The Queen’s Speech: A data protection law ‘fit for the 21st century’
Daradjeet Jagpal looks at data protection provisions on the horizon.
In the Queen’s Speech this week, the Queen confirmed the intention of the UK government to issue a Data Protection Bill to give effect to the new EU General Data Protection Regulation in UK law and to give the UK a “data protection regime that is fit for the 21st century”.
The new Data Protection Bill, which will result in a new Data Protection Act (2018), will ensure that the UK’s “data protection framework is suitable for our new digital age and cement the UK’s position at the forefront of technological innovation, international data sharing and protection of personal data”.
The Queen’s Speech also confirmed that the new bill will “strengthen rights and empower individuals to have more control over their personal data including a right to be forgotten when individuals no longer want their data to be processed, provided that there are no legitimate grounds for retaining it”.
The emphasis in the Queen’s Speech is very much on the rights of individuals, which are to be significantly enhanced under the new bill (as per the Regulation). Individuals will not only enjoy improved rights of access to their personal data held by organisations, but they will also have new rights, including the “right to be forgotten” or the right to erasure when an organisation does not have a legal basis for holding on to their personal data.
The new bill will also give the Information Commissioner, the regulatory body for Data Protection in the UK, increased enforcement powers to take action against organisations that fail to comply. This includes the power to issue fines of up to €20 million in the case of the most serious Data Protection breaches.
The UK’s intention and willingness to give effect to the Regulation approaching and post “Brexit” is nothing new.
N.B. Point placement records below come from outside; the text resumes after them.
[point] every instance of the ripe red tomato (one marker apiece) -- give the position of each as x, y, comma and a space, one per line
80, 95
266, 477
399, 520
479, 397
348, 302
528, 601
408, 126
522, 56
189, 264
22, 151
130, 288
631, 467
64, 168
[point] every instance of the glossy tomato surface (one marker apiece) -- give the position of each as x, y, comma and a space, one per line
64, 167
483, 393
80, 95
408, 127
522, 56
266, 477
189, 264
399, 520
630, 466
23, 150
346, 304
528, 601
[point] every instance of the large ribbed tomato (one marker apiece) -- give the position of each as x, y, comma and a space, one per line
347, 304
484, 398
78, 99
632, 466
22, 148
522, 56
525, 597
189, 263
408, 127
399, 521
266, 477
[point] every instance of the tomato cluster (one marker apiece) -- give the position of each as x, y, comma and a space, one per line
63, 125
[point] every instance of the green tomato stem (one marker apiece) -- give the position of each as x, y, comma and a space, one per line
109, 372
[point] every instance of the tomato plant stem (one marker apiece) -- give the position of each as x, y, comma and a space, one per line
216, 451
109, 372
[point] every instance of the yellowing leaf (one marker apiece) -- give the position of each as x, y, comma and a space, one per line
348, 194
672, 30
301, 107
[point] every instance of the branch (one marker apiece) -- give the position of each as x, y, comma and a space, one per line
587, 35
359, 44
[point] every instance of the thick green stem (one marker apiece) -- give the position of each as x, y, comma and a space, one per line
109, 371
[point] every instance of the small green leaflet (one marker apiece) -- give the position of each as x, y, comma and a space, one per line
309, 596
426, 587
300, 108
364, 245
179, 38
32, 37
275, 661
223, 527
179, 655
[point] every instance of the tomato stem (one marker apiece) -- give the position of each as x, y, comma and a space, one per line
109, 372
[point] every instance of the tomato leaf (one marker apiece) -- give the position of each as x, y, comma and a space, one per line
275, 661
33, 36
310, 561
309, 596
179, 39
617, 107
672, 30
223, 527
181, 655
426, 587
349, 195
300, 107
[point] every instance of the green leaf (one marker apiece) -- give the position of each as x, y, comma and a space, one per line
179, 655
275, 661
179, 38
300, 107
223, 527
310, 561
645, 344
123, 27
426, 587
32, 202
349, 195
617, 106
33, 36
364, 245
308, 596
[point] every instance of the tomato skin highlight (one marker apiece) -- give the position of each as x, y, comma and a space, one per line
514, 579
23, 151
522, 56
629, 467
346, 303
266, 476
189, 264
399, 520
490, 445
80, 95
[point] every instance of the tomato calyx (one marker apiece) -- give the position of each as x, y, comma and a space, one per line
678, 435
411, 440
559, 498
Indeed, in Autumn last year, the UK government confirmed its intention to do so, not only for the reason that the UK will still be an EU member state until well into 2019 and is legally bound to give effect to all EU laws in UK law until its membership ceases, but also because of the potential disruption to commercially valuable international data flows that could result from non-implementation of the Regulation.
In the case of the latter, post-Brexit, transfers of personal data from the EU member states to the UK could be prohibited on the basis that the UK does not offer an adequate level of Data Protection (a key requirement of the Regulation) – a likely outcome in the light of the fact that the existing Data Protection Act 1998 is severely outdated and arguably not fit for purpose in the digital age. As the Queen’s Speech notes, over 70 per cent of trade in services is facilitated by data flows, and the digital sector contributed £118 billion to the economy and employed almost 1.5 million people across the UK in 2015.
While some EU member states have already published their proposed laws implementing the Regulation into their domestic laws (Ireland being one of the most recent), the Queen’s Speech does not necessarily make the UK late to the party, and there is still plenty of time in this legislative session to draft and pass a Data Protection Bill. If not, the Regulation will be directly applicable in the UK from 25 May 2018 in any event.
Daradjeet Jagpal is legal consultant and director of Information Law Solutions.